Le reportage du Globe lui-même souligne que les milices soutenues par Army SOS – avec au moins l'appui tacite du gouvernement Canadien – sont loin d'être sous le contrôle du gouvernement à Kiev et pourraient très bien vouloir le renverser dans le futur. «S'il y a une énorme défaite militaire, les bataillons pourraient venir à Kiev et organiser un coup d'État», rapporte un conseiller du gouvernement ukrainien au Globe.
Ces dernières révélations sont tout à fait conformes au rôle du Canada en Ukraine dans le dernier quart de siècle. Le premier pays à reconnaître l'indépendance de l'Ukraine en 1991, le Canada, travaillant de concert avec Washington et à travers des organisations ukrainiennes-canadiennes, a fortement investi dans des groupes pro-occidentaux, aidant à organiser la Révolution orange de 2004 et les manifestations du Maïdan qui ont entraîné le renversement de Ianoukovitch.
Le gouvernement Harper a également été parmi les promoteurs les plus belliqueux du régime à Kiev, faisant maintes fois appel à plus de sanctions et menaçant la Russie d’interventions militaires.
Le mois dernier, tandis que l'administration Obama augmentait la pression sur Moscou avec sa menace de considérer l'armement de l'Ukraine avec de l'équipement militaire létal, Harper a signalé que son gouvernement serait prêt à faire de même. Lors d’une visite de la chancelière allemande Angela Merkel à Ottawa, il a refusé d'exclure toute mesure, pourvu qu'il y ait consensus entre les alliés du Canada dans l’OTAN.
L’UCC, pour sa part, a des liens au mouvement nationaliste ukrainien qui, sous la direction de Stepan Bandera, a collaboré avec l'Allemagne nazie pendant la Seconde Guerre mondiale. Certaines de ses organisations constituantes ont été fondées par des vétérans des forces nationalistes de Bandera, qui a participé aux massacres de Juifs et de Polonais durant l'occupation nazie de l'Ukraine.
À travers ces canaux, le gouvernement canadien a forgé des liens avec les oligarques et hommes d’affaires droitiers ukrainiens avec qui il est avide de faire des affaires. Des négociations ont présentement lieu pour un accord de libre-échange entre les deux pays et l'Ukraine est sur la liste vingt pays les plus «dignes d’intérêt» du ministère des Affaires étrangères du Canada.

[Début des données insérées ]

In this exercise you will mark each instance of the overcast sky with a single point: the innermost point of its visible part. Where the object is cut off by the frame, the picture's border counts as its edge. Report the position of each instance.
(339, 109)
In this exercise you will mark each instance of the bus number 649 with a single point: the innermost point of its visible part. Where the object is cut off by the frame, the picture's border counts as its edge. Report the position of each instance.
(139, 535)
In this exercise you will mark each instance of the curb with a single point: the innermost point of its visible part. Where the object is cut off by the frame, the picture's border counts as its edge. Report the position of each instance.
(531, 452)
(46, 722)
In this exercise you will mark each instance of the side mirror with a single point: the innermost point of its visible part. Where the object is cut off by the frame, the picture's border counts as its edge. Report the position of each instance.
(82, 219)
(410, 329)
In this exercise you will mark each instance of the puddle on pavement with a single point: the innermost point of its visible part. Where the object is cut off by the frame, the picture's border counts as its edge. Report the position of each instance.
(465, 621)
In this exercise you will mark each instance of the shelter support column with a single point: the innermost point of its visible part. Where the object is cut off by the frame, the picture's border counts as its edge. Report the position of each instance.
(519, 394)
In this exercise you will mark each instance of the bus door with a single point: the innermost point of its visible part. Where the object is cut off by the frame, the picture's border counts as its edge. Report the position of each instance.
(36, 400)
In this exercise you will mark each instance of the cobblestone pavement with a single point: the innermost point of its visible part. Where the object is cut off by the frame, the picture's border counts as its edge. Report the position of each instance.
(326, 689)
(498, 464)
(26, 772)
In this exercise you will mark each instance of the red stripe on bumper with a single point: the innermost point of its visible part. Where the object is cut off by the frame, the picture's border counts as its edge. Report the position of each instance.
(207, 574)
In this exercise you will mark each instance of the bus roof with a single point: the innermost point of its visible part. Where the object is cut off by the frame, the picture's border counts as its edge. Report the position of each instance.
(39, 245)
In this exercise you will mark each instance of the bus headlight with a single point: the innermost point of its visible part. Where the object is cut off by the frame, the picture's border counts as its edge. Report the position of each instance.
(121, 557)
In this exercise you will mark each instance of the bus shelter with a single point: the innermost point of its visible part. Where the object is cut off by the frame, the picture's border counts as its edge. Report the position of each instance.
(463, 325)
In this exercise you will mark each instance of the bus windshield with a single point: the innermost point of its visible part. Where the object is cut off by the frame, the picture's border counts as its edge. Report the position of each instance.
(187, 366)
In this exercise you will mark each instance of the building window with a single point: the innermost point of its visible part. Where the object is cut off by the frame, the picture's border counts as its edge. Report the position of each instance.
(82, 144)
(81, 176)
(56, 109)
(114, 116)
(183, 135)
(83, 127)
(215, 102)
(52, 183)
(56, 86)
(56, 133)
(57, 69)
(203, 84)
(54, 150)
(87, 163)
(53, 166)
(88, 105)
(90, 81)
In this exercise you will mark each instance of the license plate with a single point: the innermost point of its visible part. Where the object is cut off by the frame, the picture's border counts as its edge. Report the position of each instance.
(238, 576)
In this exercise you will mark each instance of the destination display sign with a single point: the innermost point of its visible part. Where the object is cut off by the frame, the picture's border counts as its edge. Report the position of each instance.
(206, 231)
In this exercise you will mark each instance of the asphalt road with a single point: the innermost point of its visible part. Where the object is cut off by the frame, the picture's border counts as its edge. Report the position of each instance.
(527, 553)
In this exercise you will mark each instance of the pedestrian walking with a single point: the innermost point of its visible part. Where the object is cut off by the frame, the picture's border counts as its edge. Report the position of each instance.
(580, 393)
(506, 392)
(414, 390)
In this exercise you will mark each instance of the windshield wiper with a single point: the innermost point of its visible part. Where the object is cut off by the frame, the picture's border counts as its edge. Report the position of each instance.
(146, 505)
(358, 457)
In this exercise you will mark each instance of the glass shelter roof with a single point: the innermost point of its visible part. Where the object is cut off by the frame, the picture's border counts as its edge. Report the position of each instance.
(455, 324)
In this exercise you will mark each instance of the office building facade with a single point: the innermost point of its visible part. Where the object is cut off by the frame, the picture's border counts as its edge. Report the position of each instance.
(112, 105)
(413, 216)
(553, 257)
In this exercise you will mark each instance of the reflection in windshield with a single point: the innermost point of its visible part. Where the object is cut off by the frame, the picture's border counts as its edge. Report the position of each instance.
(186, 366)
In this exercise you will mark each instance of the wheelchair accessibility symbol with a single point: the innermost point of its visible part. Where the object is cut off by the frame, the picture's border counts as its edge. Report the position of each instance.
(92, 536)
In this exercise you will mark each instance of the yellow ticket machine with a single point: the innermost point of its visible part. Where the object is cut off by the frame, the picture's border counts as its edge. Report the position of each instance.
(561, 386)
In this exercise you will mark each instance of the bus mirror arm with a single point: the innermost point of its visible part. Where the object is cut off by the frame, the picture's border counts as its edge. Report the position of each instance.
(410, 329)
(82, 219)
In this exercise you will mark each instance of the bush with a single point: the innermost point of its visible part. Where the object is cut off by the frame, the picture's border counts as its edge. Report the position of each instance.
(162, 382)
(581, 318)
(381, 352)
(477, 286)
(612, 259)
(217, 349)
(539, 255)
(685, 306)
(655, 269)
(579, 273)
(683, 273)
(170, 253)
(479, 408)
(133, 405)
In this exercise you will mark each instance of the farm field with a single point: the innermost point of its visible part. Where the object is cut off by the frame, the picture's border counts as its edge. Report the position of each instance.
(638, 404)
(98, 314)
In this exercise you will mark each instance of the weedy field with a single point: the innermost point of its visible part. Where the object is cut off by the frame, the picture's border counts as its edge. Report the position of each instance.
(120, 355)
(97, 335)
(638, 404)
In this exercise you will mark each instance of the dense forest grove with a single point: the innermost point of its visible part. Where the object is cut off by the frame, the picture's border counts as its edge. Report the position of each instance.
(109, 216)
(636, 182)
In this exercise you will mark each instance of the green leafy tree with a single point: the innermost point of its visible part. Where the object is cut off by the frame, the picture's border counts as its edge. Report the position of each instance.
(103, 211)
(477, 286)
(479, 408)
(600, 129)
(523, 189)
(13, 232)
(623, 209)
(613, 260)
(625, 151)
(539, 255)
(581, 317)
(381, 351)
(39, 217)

Quand on considère les individus impliqués dans le financement et l'approvisionnement des bataillons volontaires au nom de l'impérialisme canadien, le lien direct entre ces intérêts et les buts militaires plus immédiats est manifeste aux yeux de tous. Koszarny de l’UCC travaille à la fois à l'approvisionnement du front avec des armes d’Army SOS et en tant que spécialiste en placements. Bohdan Kupych est un Canadien-Ukrainien qui a mené une équipe de programmeurs de logiciels pour produire un système de ciblage d'artillerie qui a été procuré aux bataillons pour assister au bombardement de zones occupées par les séparatistes, attaques qui tué des centaines de civils.
Lors d'une récente visite au Canada, Andriy Parubiy, qui a mené les forces de sécurité volontaires lors des manifestations du Maïdan et a cofinancé dans les années 1990 le Parti social national d'extrême droite de l'Ukraine avec le présent dirigeant du parti néo-fasciste Svoboda, a dit que le Canada a été l'allié le plus fiable de Kiev. Servant maintenant en tant que vice-premier ministre dans le régime de Poroshenko, Parubiy a remarqué que, «le Canada a été en quelque sorte un leader mondial sur la question de l'Ukraine».
Pendant son voyage, Parubiy a rencontré le ministre des Affaires étrangères Nicholson, le secrétaire parlementaire au ministre de la Défense James Bezan et le président de la Chambre des communes Andrew Scheer. Il a dit au Globe qu'il espérait que le Canada utilise son influence à Washington pour convaincre l'administration Obama de fournir des armes à Kiev.